Fell into a privy and died.

His unfortunate brother

Fell into another

And now they're interred side by side."

I read on, and found details of a venerable stone privy which can't be more than a couple of miles from my house. It is a two-holer - affording two friends or lovers or even brothers named Hyde the opportunity to do their business in tandem - and is built over the Whyle Brook, near Pudleston. "I have recently learned," the intrepid Mrs Ariss wrote, "that a running stream will break up faeces before it has travelled a dozen feet." Fancy that.

She also discovered that Herefordshire privies were often located under yew trees, apparently because flies dislike the smell of yew.
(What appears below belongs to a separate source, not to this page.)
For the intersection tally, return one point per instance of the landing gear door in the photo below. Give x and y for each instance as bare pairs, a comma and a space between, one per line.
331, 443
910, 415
Not that the flies could reliably be kept away. She related the delightful tale of a young fellow up from London to visit his uncle, I suppose a century ago or more.

The young man needed to use the lavatory, so his uncle directed him to the privy just past the pigsty. He soon returned saying that he couldn't bear to sit among so many flies. His uncle consulted his pocket watch. "If you wait a few minutes," he said, "your aunt'll have the joint on the table, and all the flies'll have gone there."
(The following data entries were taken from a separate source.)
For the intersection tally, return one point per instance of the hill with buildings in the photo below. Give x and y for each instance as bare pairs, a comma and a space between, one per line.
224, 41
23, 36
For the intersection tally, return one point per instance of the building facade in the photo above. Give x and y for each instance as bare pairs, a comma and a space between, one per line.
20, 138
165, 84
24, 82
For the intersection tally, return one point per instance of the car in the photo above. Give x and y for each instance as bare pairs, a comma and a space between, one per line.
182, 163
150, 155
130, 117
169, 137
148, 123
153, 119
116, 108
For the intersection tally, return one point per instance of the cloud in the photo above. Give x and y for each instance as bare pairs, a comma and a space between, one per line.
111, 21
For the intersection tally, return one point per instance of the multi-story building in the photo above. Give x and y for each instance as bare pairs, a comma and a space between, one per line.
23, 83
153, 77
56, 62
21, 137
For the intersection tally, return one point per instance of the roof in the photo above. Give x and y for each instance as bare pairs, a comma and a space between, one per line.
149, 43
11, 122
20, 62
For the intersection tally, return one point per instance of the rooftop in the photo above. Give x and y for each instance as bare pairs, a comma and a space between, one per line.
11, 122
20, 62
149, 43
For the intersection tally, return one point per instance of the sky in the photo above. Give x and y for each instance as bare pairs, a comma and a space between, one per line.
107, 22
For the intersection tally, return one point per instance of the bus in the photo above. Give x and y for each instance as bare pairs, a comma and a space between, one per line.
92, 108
Tickled by this and other such tales, I decided to look up the author. I found an entry for Ariss in the local phone directory, and dialled the number. A man answered. "Could I speak to Paddy Ariss?" I asked. There was a pause. "I wish you could," he said. "She died three years ago."
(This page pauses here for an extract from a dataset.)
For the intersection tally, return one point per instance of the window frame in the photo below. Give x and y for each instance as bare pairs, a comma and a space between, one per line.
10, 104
I was mortified, as well as saddened. Her husband Peter, for he it was, told me that she succumbed to leukaemia, aged 72, barely a year after finishing the book, but had had huge fun writing it. He explained that Herefordshire Privies was one of a series, and suggested that I call the publishers, Countryside Books. Which I did, and spoke to a Mrs Battle, the owner, who informed me that Molly Harris, who played Martha in The Archers, had written the original, Cotswold Privies, and that a later volume called Hertfordshire Privies was written by the former newsreader Richard Whitmore. You can't say that this column doesn't furnish you with conversation-stoppers.

There are 11 titles in the series, she added, of which the biggest seller by far was East Anglian Privies. "The subject is a bit earthy for some counties," said Mrs Battle. "But East Anglia embraced it with great excitement."

An eggs-titential dilemma

Our egg assembly line has slowed right down as the nights draw in, with 11 hens currently producing only three daily eggs between them. This has led, perforce, to a considerable reduction in our egg consumption. Since early spring the children have, on most mornings, each been eating a couple of boiled eggs for breakfast. I quite often poach a couple for lunch. And whenever we have friends round, I like to knock up a frittata to slice up and offer with drinks. With the regular Sunday-morning pancake frenzy, the occasional baking session and the odd omelette, I would estimate, over the last six months or so, a 60-70 eggs weekly average between the five of us.

But since production plummeted, we're down to only 20-30. Boiled-egg breakfasts have given way to porridge, the frittata to crisps and nuts. Of course, there is always the option of buying eggs, but somehow I can't quite bring myself to put them in the shopping basket. Such are the perils of semi- self-sufficiency.

Privy counsel

If I might return fleetingly to the privy, Paddy Ariss also revealed in her excellent book that the two-holer at Great Parton Farm once felt the weight of a famous posterior; that of Mrs Winston Churchill. Which reminded her of the old story about Churchill being visited by the Lord Privy Seal, who had been disrespectful towards him that day in the House of Commons. The butler duly went to find Churchill, who was on the loo. "The Lord Privy Seal is here to see you, sir," he called. To which the great man supposedly responded, "Tell the Lord Privy Seal that I am sealed to my privy, and can only deal with one shit at a time."